The court’s 5-3 ruling Monday concluded that the Texas law does not give sufficient medical benefit to justify the restriction in access, which closed most clinics outside the state’s major metropolitan areas.
From the majority opinion, written by Justice Stephen Breyer:
We conclude that neither of these provisions offers medical benefits sufficient to justify the burdens upon access that each imposes. Each places a substantial obstacle in the path of women seeking a previability abortion, each constitutes an undue burden on abortion access… and each violates the Federal Constitution.

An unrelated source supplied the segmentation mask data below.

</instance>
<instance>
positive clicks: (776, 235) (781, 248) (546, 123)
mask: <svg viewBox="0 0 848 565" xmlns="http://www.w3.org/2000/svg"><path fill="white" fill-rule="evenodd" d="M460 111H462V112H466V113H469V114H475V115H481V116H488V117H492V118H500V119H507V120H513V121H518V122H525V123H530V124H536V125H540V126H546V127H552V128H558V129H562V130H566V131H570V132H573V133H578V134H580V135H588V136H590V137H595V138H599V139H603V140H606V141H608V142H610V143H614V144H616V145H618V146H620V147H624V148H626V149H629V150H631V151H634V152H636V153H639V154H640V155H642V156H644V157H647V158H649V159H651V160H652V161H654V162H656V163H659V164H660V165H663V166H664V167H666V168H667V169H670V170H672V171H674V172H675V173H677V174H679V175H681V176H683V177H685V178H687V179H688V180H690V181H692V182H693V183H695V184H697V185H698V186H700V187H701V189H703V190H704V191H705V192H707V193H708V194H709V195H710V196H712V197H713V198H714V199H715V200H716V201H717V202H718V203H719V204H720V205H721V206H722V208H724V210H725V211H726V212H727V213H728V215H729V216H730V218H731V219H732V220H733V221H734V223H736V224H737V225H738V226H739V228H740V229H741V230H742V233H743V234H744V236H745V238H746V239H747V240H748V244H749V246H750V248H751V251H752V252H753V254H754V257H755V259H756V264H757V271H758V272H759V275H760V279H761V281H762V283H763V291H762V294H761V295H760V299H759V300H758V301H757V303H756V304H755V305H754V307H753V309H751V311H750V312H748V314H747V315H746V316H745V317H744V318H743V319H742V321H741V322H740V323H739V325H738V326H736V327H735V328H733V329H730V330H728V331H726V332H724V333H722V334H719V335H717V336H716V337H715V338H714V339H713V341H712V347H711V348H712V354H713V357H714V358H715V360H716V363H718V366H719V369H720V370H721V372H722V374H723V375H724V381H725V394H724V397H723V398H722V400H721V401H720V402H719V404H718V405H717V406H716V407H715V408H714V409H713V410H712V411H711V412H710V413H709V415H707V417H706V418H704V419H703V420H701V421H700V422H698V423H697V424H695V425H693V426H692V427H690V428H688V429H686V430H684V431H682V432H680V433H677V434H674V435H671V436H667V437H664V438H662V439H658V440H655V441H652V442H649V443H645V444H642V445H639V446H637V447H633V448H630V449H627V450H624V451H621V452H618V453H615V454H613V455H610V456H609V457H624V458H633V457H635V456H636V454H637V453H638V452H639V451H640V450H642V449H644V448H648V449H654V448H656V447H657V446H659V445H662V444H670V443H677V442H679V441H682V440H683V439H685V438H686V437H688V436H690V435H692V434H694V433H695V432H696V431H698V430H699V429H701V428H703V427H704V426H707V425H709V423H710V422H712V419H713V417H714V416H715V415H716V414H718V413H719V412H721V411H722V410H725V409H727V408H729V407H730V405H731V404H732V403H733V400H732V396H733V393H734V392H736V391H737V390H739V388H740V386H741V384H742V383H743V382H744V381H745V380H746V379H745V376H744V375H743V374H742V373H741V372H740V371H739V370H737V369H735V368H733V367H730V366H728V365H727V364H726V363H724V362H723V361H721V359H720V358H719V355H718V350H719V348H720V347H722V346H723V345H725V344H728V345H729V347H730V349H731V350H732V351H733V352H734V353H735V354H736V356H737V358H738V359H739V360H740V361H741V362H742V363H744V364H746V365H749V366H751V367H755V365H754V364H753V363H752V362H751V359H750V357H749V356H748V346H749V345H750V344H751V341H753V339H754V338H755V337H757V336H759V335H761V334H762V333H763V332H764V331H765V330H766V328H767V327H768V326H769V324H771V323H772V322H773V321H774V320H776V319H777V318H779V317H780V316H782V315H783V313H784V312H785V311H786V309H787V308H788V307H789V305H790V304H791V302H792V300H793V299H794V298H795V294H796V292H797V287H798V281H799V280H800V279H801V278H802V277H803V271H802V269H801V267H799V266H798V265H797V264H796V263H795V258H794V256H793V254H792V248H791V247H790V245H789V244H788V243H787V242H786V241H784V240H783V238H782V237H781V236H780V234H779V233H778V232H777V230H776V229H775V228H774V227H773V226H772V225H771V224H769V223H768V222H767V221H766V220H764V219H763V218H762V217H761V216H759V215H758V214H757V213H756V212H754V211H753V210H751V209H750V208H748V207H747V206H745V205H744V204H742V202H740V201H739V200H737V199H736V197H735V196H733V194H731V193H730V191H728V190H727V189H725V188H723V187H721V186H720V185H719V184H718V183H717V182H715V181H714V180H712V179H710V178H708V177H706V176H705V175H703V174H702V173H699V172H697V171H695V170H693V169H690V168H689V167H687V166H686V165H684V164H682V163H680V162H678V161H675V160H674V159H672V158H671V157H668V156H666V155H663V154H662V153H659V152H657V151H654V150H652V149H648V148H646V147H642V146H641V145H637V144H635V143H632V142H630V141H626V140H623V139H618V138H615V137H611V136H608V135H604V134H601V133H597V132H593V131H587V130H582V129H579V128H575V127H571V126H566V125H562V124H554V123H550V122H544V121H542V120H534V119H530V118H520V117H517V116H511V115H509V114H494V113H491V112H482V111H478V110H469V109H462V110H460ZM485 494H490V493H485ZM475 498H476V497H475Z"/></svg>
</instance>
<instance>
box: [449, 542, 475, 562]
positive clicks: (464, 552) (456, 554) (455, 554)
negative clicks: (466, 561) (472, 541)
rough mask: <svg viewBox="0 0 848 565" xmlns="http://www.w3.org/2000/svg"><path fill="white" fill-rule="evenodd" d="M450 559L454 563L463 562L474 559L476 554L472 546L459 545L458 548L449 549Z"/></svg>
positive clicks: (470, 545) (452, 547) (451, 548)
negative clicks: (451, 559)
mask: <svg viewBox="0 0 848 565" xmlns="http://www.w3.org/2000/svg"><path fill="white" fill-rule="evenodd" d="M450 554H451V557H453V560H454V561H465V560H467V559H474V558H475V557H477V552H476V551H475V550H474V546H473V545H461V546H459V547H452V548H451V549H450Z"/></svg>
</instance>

In a dissenting opinion, Justice Clarence Thomas writes that the court has improperly applied the “undue burden” test, improperly takes control from states on how to address debatable science and continues the court’s habit of using different standards for different issues.
From Thomas’ opinion:
Today’s decision will prompt some to claim victory, just as it will stiffen opponents’ will to object. But the entire Nation has lost something essential. The majority’s embrace of a jurisprudence of rights-specific exceptions and balancing tests is “a regrettable concession of defeat—an acknowledgement that we have passed the point where ‘law,’ properly speaking, has any further application.”
The state’s restrictions are among the tightest in the nation and were imposed following the investigation of Kermit Gosnell in Philadelphia who was later found guilty of first-degree murder for the deaths of three infants and of involuntary manslaughter related to the death of a patient.
Like Texas, many states require doctors to have admitting privileges, according to the Times. That goes beyond Pennsylvania’s law and was vehemently opposed by abortion rights advocates in Texas.
Just how today’s ruling will impact other states remains to be seen, but the ruling deals a significant blow to lawmakers nationwide imposing new rules that make it more difficult for women to get abortions.
As PublicSource reported in May, the scarcity of abortion providers in the region has made Pittsburgh a destination for women seeking abortions.
In 2014, nearly half of the women who got abortions in Allegheny County lived elsewhere.
Volunteer escorts say they’re trained to identify women seeking care by looking for out-of-state license plates from surrounding states, including as far away as New Jersey.
Lawmakers in half the states imposed nearly 300 abortion restrictions from 2010 to 2015. According to the Guttmacher Institute, a research organization focusing on reproductive rights, 89 percent of the nation’s counties lacked an abortion provider in 2011.
Pennsylvania has 19 abortion clinics, according to state data. Two of those are located in Pittsburgh. In several counties, women have to travel at least an hour to reach the nearest clinic, according to a PublicSource analysis based on data from the Times.